They also require more fluid volume to move the pad the same amount, meaning the brake pedal will move farther for the same amount of pad travel towards the rotor.


Is this what you are after?


Taking the pedal ratio out of the equation ( hydroboost and vacuum boost have different pedal arm / pivot ratios and M/C bore sizes )

If the master cylinder bore is 1.125" and the piston is moved one inch, you will displace 0.994 cubic inches of fluid.

0.994 cubic inches of fluid will move a 2.9527" half ton caliper piston ( 6.847 sq in ) 0.145"
0.994 cubic inches of fluid will move a 3.1496" 3/4 ton 8600 GVW caliper piston ( 7.79 sq in ) 0.127"
0.994 cubic inches of fluid will move a 3.3858" 1 ton DRW caliper piston ( 9.003 sq in ) 0.110"

Working backwards, if you have a 1.125 inch bore, and you need to move a 3.3858" 1 ton caliper the same amount as the 1/2 ton caliper piston... 145/110=1.31~ 31%more.
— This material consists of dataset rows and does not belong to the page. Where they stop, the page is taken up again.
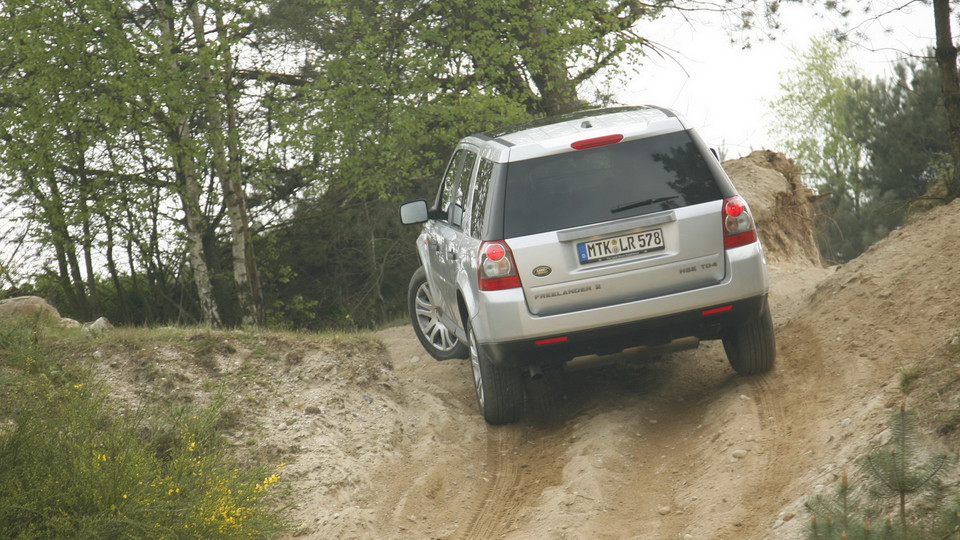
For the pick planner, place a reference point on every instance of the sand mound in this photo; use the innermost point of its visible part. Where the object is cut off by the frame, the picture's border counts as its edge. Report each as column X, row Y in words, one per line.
column 771, row 184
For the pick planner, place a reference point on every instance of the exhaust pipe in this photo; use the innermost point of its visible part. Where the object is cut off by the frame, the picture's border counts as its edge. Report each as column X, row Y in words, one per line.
column 535, row 373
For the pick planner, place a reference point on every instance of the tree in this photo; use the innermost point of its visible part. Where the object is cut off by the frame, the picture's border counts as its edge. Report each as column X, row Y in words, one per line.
column 946, row 55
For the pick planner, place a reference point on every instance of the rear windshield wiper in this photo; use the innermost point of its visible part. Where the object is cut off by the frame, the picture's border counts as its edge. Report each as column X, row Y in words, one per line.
column 638, row 204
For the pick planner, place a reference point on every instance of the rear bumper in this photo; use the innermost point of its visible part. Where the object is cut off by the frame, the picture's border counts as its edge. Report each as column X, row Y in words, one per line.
column 700, row 323
column 508, row 333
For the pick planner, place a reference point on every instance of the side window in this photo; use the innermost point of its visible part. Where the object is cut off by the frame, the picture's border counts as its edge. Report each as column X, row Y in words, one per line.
column 449, row 182
column 478, row 204
column 460, row 201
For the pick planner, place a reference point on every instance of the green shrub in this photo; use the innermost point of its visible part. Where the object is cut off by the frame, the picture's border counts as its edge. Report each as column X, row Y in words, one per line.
column 71, row 468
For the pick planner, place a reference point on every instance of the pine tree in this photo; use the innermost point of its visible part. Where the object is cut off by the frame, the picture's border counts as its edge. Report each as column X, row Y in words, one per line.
column 897, row 470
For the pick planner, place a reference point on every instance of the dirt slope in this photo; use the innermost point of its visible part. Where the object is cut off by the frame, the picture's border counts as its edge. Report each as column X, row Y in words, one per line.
column 384, row 442
column 675, row 448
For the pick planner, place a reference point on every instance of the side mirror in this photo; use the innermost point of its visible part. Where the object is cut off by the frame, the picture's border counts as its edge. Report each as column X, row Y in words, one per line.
column 414, row 212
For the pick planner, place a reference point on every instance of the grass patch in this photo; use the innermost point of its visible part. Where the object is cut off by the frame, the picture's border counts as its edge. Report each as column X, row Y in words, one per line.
column 73, row 468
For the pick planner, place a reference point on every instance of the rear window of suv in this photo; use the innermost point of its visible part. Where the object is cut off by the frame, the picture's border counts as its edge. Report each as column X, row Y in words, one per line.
column 622, row 180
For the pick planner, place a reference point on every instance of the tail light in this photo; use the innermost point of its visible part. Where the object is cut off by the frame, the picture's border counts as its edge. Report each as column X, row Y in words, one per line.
column 738, row 227
column 497, row 271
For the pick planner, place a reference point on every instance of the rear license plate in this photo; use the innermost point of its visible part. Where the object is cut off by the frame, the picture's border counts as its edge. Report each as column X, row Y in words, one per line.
column 618, row 247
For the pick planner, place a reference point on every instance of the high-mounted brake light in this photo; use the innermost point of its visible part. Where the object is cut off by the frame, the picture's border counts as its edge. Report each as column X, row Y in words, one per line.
column 595, row 142
column 497, row 270
column 551, row 341
column 738, row 227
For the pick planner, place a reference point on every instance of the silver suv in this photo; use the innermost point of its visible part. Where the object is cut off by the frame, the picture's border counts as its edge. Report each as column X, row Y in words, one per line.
column 585, row 234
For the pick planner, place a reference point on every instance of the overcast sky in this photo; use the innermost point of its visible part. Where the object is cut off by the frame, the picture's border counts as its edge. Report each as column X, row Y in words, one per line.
column 722, row 88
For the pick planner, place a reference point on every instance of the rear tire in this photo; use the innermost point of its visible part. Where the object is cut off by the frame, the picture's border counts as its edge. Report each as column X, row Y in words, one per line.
column 499, row 389
column 750, row 347
column 435, row 337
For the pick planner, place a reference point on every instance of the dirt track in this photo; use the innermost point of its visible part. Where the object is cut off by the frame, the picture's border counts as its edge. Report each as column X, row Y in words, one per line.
column 640, row 448
column 677, row 447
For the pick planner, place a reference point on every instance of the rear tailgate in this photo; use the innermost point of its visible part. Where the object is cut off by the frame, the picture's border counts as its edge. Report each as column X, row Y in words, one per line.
column 621, row 261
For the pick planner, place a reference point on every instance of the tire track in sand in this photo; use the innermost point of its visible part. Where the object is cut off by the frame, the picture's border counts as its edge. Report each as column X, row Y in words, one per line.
column 504, row 497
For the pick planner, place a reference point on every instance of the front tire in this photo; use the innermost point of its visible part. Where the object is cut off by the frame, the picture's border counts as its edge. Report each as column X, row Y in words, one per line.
column 750, row 347
column 499, row 389
column 435, row 337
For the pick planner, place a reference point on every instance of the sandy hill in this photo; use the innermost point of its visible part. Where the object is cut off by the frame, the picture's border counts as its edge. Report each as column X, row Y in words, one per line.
column 381, row 441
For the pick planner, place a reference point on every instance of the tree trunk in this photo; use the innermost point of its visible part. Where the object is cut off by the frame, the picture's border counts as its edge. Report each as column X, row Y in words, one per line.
column 189, row 186
column 946, row 54
column 228, row 173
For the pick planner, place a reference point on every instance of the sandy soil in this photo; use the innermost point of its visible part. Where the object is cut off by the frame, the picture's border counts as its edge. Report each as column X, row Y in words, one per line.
column 381, row 441
column 678, row 447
I wouldn't want 31% more pedal travel before the pads hit the rotors.


As far as swapping the master cylinder goes...... I wouldn't.

Deleting ABS, sure, as long as you are aware, in the event of a motor vehicle collision, as the owner of the vehicle with a 'modified' braking system, having willfully or 'recklessly' deleted safety equipment, you may be the recipient of a lawsuit, should someone else be injured or killed.

Do what you like, if you want to swap parts, no one will stop you. Just remember there may be consequences.

The proportioning valve ( factory ) may be shuttled one way or the other, giving you so-so brakes as well.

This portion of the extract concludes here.